The history of football at North Wales is easily
divided into two parts: The 1920s and the 1930s.
The school had its first known games in 1923.
North Wales is known to have played five games, two of which were against
Fort Washington, which was not yet a four-year high school. Another
was against a local pick-up team called the Woodstock All-Stars. For
the next two years, the Wildcats played short schedules against mostly
new schools.
In 1926, North Wales played its first full schedule,
and over the next four seasons, the football team won one game, tied
two more and lost all the rest. In 1927, North Wales and other small
schools, including East Greenville, Royersford, Collegeville, Conshohocken,
Pennsburg and Schwenksville, formed the Montgomery County League, which
pre-dated the Bux-Mont League in football. The Wildcats would compete
in the league every year they had a football team; several other schools
came and went.
The big change in North Wales football
fortunes occurred when James Jimmy Nider became the coach
and school athletic director in 1930. For the next nine years, the Wildcats
won more games than they lost each season, and were often in the hunt
for the Montco League title. One thing that Nider did was begin weekly
scrimmages with the larger and more experienced Lansdale High School
football team. The two schools played each other once, in 1926, but
never officially played again because of the close relationship. The
two best seasons were 1931, as North Wales was 9-1 with only a 7-0 loss
to Eddystone to mar the perfect record, and 1937, as the Wildcats had
their only undefeated season, 5-0-2. (On a sidenote my father, Thomas
McLarnon, played for Eddystone High School and lettered in several sports.)
North Wales generally did not play large schools
after 1930. For several years, before the Bux-Mont League went to a
full round-robin schedule, Souderton was a Thanksgiving Day opponent.
The Wildcats also opened their 1939 season with a non-league game at
Sell-Perk, in the first night high school football game ever played
in Bucks County.
Even in the good years, though, North Wales had
to fight the same problem every other small high school did a
lack of numbers. In the 1930s, with one-platoon football, a school could
field a decent football team with as few as 15 players on the roster.
But that didnt allow much room for the inevitable injuries. Because
of the teams success, North Wales rarely had a severe problem
with numbers until 1939.
In 1939, the Wildcats were decimated by injuries.
They didnt have to forfeit any games or suspend the season because
of a lack of players, as some very small schools did in other years.

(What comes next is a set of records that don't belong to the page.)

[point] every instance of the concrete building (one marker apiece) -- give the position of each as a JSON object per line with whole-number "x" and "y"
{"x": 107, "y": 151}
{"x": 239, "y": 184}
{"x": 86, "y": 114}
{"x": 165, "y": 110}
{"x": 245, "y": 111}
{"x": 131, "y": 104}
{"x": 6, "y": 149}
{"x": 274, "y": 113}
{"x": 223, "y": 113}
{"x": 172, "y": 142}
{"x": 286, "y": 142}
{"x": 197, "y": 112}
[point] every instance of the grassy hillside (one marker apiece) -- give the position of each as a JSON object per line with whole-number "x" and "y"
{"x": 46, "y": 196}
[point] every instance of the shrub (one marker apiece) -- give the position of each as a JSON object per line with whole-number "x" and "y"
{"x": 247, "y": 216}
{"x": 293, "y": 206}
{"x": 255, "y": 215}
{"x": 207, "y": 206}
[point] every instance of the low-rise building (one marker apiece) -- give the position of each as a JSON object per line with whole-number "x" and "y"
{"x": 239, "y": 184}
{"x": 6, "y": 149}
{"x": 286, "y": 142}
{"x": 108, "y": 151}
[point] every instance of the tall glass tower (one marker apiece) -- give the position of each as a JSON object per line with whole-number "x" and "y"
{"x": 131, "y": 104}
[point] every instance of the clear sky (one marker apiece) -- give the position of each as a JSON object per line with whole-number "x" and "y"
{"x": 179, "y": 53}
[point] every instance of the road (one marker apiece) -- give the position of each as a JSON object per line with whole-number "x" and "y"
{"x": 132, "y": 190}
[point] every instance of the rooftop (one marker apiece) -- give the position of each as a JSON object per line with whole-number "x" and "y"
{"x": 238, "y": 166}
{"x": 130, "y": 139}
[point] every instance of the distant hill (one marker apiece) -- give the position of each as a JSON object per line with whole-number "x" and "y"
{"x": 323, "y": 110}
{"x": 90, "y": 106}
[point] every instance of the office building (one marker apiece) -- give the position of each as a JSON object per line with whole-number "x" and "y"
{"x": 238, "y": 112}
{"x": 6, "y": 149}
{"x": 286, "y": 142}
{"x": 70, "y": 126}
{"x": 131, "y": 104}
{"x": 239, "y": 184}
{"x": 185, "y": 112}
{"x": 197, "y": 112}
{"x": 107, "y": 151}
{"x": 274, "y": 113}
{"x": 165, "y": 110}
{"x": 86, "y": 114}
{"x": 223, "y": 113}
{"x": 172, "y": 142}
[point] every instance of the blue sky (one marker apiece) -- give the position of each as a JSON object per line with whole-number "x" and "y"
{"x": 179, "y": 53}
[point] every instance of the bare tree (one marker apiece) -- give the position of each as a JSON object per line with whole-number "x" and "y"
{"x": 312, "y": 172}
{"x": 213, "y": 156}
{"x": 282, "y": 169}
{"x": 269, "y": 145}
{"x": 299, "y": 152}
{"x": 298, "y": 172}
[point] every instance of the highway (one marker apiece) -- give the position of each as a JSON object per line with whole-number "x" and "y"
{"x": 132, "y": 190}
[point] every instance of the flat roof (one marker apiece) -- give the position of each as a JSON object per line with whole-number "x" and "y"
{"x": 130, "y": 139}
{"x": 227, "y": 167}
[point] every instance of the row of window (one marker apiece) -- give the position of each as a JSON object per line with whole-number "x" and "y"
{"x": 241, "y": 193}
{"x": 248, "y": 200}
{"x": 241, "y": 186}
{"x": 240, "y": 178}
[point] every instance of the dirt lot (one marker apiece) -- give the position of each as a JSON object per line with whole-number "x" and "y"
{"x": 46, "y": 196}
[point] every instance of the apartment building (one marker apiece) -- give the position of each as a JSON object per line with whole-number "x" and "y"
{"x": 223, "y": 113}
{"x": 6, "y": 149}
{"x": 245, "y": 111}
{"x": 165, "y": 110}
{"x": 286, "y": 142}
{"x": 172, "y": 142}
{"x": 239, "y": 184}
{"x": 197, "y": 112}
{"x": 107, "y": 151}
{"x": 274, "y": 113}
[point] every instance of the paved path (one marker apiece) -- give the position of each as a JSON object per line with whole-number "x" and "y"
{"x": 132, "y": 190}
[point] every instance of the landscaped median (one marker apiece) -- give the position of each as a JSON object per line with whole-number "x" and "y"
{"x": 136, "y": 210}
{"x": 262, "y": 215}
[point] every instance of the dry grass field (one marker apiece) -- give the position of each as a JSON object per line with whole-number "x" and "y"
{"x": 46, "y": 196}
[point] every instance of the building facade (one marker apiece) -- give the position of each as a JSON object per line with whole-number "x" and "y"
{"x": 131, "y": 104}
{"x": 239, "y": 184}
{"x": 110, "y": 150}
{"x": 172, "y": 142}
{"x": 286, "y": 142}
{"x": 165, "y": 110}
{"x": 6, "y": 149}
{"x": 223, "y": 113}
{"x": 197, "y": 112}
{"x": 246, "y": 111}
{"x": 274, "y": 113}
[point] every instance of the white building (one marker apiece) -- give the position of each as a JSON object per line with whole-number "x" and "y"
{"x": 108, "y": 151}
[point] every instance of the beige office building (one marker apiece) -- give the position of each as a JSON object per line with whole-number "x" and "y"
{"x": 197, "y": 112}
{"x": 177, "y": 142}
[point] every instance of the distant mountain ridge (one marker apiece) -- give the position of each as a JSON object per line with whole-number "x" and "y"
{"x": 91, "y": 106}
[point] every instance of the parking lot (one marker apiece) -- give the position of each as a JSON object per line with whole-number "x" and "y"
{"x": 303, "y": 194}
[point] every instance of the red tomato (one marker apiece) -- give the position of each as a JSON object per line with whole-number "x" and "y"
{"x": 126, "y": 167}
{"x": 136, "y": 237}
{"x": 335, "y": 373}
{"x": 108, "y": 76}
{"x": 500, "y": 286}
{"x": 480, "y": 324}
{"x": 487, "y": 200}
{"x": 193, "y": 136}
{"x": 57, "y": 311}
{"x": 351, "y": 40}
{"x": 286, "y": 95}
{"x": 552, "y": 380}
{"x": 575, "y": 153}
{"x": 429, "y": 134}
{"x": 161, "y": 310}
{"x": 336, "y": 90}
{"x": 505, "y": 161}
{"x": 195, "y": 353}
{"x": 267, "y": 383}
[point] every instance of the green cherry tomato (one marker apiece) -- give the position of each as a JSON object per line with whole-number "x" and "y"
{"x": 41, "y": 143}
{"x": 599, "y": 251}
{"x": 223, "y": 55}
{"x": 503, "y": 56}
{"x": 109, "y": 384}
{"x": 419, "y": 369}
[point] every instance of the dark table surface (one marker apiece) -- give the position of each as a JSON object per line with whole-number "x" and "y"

But the lack of numbers took a toll as North Wales fell to 1-7, its
worst season in 10 years.
North Wales planned to field a football team
in 1940. But when so few players appeared at pre-season practices that
Coach Nider couldnt even have an intra-squad scrimmage, he saw
that there was no way that the school could field a team. He reluctantly
canceled the season, in hopes that the Wildcats would return to the
football field in 1941. But North Wales never played another football
game. By 1942, following in the footsteps of many other very small public
schools, the Wildcats were playing soccer in the fall, and no serious
attempts were ever made to revive football. Jimmy Nider was the head
football coach of Upper Moreland by 1943.